Le moteur de la voiture hurlait dans la nuit calme. Il devait se rendre au bureau sur-le-champ, il lui fallait ces notes de Karasek, il y trouverait peut-être la solution à son affaire et une piste pour le meurtrier d’Inge. Mais après quelques minutes dans les rues sombres il perdit toute orientation. Il s’était trompé de route au milieu de ces pâtés de maisons chamboulés dont il ne subsistait la plupart du temps que des façades ou des moignons de murs et où les jardinets n’étaient plus que monticules de remblais. Il descendit de voiture à un carrefour. À l’aide d’une lampe de poche munie d’un filtre de camouflage rouge il chercha le nom d’une rue.

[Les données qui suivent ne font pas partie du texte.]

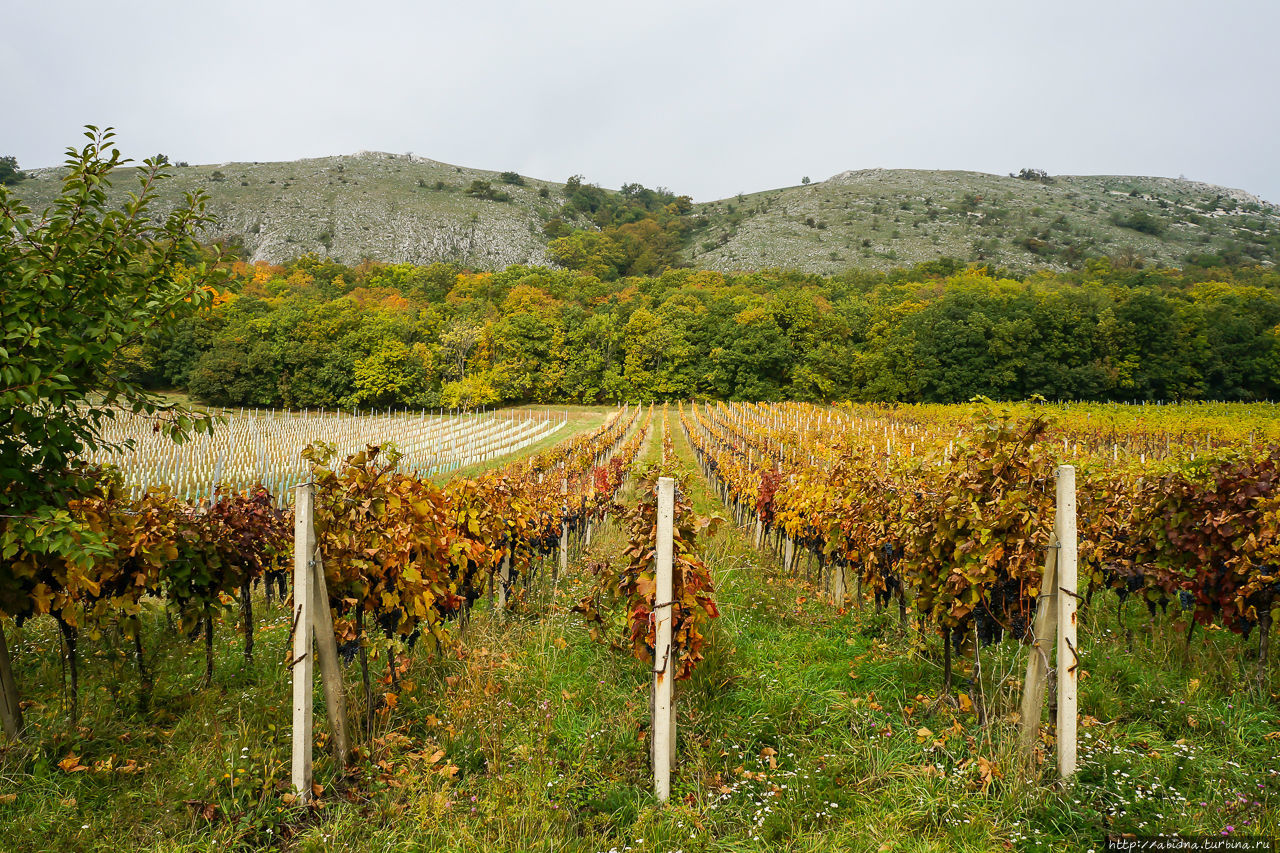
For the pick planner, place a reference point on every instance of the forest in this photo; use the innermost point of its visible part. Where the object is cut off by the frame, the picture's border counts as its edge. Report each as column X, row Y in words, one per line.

Un homme sortit d’un trou de cave et se mit à pisser contre un tas de décombres en chancelant légèrement. Il fixa Kälterer comme s’il avait vu une apparition.

— Bonne année, marmonna-t-il. Tu viens me souhaiter la bonne année ?

Il rit sous cape, tout en reboutonnant maladroitement sa braguette.

— Comment s’appelle cette rue ? questionna Kälterer.

— Rue du Joyeux-Tas-de-Ruines, bredouilla-t-il, plié en deux de rire et finissant par s’écrouler tête la première dans les gravats juste à l’endroit où il venait de pisser.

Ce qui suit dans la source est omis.